Io tutta questa urgenza di diffondere la scienza non ce la vedo, mi sembra già diffusa, mi sembra che tutti la diamo per scontata e ne usufruiamo ampiamente.
I comportamenti umani irrazionali non sono sempre frutto di ignoranza, direi che per la maggior parte delle volte non lo sono ma rispondono a bisogni in quel momento prioritari.
Credere che la casalinga di Voghera vada a Lourdes per ignoranza e che basti farle abbracciare un orso impagliato per farla desistere o che al tifoso che lancia banane sia sufficiente leggere Cavalli Sforza per redimersi, questo sì mi pare un atteggiamento antiscientifico.
Il fatto che ci siano scienziati creazionisti o che più banalmente molti di noi fumino pur conoscendo perfettamente le statistiche sulla mortalità per cancro nei fumatori mi sembrano delle prove del fatto che non è sufficiente conoscere delle informazioni per comportarsi di conseguenza.

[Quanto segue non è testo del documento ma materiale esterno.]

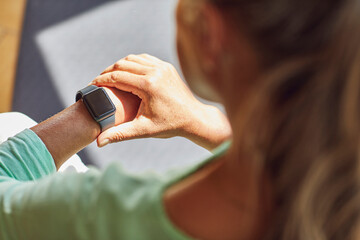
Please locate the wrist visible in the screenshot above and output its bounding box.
[31,101,100,169]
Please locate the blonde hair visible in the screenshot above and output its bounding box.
[209,0,360,240]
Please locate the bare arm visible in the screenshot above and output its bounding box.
[31,89,140,169]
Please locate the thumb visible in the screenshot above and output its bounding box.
[97,119,151,147]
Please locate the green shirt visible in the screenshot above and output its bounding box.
[0,130,229,240]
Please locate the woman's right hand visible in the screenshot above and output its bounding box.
[92,54,231,149]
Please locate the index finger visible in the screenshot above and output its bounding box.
[91,71,144,98]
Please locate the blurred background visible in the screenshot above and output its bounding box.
[0,0,214,172]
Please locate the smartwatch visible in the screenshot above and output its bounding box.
[76,85,116,132]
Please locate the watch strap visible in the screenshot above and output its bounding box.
[99,114,115,132]
[76,85,99,102]
[75,85,115,132]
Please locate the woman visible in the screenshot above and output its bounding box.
[0,0,360,239]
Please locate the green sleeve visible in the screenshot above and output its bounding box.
[0,129,56,181]
[0,164,189,240]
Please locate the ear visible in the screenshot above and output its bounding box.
[196,2,227,72]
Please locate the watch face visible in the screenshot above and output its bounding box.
[83,88,115,119]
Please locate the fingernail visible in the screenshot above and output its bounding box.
[99,139,110,148]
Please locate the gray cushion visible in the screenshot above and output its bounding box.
[13,0,209,171]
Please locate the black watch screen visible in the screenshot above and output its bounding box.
[83,88,115,119]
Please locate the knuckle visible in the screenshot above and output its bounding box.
[113,61,121,69]
[110,132,126,142]
[109,72,119,82]
[125,54,136,61]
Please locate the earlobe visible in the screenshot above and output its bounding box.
[198,3,226,71]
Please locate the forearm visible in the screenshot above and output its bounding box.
[183,104,232,151]
[31,101,100,169]
[32,88,140,169]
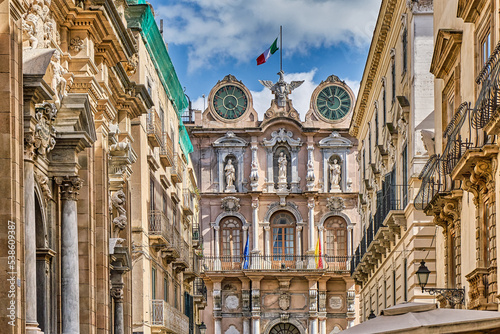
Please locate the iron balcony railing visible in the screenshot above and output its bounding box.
[149,210,172,244]
[160,132,174,167]
[147,108,163,147]
[199,254,352,272]
[351,182,410,274]
[151,299,189,333]
[182,188,194,216]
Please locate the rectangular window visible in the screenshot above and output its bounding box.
[384,280,387,309]
[391,60,396,103]
[403,259,408,302]
[151,267,156,299]
[401,145,408,209]
[368,123,372,164]
[401,28,408,75]
[481,32,491,66]
[392,270,396,306]
[163,277,172,303]
[382,83,387,125]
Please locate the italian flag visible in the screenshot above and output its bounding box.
[257,37,278,65]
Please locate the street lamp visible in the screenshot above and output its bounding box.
[416,260,465,308]
[198,321,207,334]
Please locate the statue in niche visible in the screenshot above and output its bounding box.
[224,159,236,193]
[330,159,342,193]
[50,51,68,103]
[278,151,287,183]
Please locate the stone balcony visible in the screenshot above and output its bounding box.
[202,254,352,274]
[160,133,174,167]
[147,108,163,147]
[151,299,189,334]
[149,210,172,248]
[170,154,183,183]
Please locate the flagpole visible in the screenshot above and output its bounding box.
[280,26,283,72]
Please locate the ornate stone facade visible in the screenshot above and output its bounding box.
[188,75,358,334]
[0,0,203,334]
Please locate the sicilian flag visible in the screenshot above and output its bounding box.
[257,37,278,65]
[314,238,323,269]
[243,236,250,269]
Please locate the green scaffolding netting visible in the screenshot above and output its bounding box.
[126,0,193,157]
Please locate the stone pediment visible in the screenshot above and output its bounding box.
[318,131,352,148]
[430,29,463,79]
[213,131,248,147]
[457,0,486,23]
[262,128,302,147]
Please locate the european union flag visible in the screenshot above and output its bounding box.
[243,236,250,269]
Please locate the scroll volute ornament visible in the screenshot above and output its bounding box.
[24,102,57,159]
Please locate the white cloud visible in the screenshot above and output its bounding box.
[156,0,380,72]
[188,68,360,121]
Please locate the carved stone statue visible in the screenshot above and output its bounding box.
[224,159,236,192]
[330,159,342,193]
[259,71,304,107]
[50,51,67,103]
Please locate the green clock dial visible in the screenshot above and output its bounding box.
[213,85,248,119]
[316,86,352,120]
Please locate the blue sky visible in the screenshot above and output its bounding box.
[151,0,380,118]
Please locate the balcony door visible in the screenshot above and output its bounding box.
[271,211,296,266]
[220,217,243,270]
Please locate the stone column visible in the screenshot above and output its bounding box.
[265,147,275,193]
[307,197,316,269]
[24,147,40,333]
[55,176,82,334]
[212,223,221,270]
[111,283,125,334]
[290,147,300,193]
[213,281,222,334]
[307,197,316,252]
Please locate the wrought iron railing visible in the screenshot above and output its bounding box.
[147,108,163,147]
[151,299,189,333]
[202,254,352,272]
[193,277,207,300]
[149,210,172,243]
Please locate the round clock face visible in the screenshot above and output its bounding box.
[213,85,248,119]
[316,86,352,121]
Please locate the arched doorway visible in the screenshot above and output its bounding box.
[220,217,243,270]
[269,323,300,334]
[271,211,296,268]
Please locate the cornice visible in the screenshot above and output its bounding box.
[430,29,462,79]
[457,0,486,23]
[349,0,398,137]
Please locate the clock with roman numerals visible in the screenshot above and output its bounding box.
[315,85,352,121]
[212,84,248,120]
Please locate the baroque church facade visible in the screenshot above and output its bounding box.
[186,71,359,334]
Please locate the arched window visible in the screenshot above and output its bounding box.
[325,216,347,256]
[220,217,243,270]
[269,323,300,334]
[271,211,295,260]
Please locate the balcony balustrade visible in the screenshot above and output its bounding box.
[202,254,352,273]
[151,299,189,334]
[170,154,183,183]
[147,108,163,147]
[149,210,172,247]
[351,182,409,281]
[182,189,194,216]
[160,132,174,167]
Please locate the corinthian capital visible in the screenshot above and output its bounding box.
[54,176,83,201]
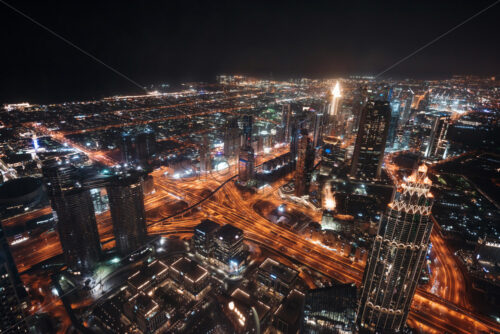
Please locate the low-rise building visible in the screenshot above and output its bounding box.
[257,258,299,296]
[169,257,210,300]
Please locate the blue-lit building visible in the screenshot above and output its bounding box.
[257,258,299,296]
[214,224,247,273]
[191,219,220,257]
[300,284,357,334]
[0,220,28,333]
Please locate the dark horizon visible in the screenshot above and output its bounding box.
[0,1,500,103]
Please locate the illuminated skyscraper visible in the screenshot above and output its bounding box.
[43,163,101,272]
[386,100,401,149]
[118,129,156,165]
[350,100,391,180]
[295,129,314,196]
[281,103,293,143]
[106,174,147,255]
[325,81,342,136]
[224,118,240,159]
[312,110,323,147]
[238,145,255,182]
[0,220,28,333]
[357,165,433,333]
[300,284,357,334]
[238,115,255,183]
[320,137,347,176]
[135,129,156,164]
[199,134,212,173]
[425,116,450,159]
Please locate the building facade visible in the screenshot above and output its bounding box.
[357,165,433,333]
[106,174,147,255]
[43,163,101,272]
[350,100,391,180]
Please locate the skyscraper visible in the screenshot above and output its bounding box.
[325,81,342,136]
[43,163,101,272]
[0,220,28,333]
[118,129,156,165]
[295,129,314,196]
[312,110,323,147]
[106,173,147,255]
[238,115,255,183]
[135,129,156,164]
[425,116,450,159]
[350,100,391,180]
[118,132,135,164]
[300,284,357,334]
[281,103,292,143]
[224,118,240,159]
[357,165,433,333]
[243,115,253,146]
[386,99,401,149]
[238,145,255,182]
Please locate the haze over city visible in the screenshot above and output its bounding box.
[0,0,500,334]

Il fatto che molte discipline come la sociologia o la psicologia si sforzino di adottare il più possibile il metodo scientifico dovrebbe in parte rassicurare gli scienziati sul fatto che è solo per irritarli che li si definisce laboriosi gnometti. Però va detto che, così come gli scienziati trovano assurdo e disonesto che tutte le discipline non tengano conto delle scoperte e conoscenze in ambito scientifico, altrettanto appare sciocco che essi liquidino tutte le riflessioni ed ipotesi in campi diversi dal loro come "aria fritta".
Se certi matematici o fisici o quello che è sapessero quanto appaiono scienziati di Voghera nell'ambito della comprensione dei fenomeni sociali magari invece che appendere orsi andrebbero a cercare sul dizionario il termine multidisciplinarietà.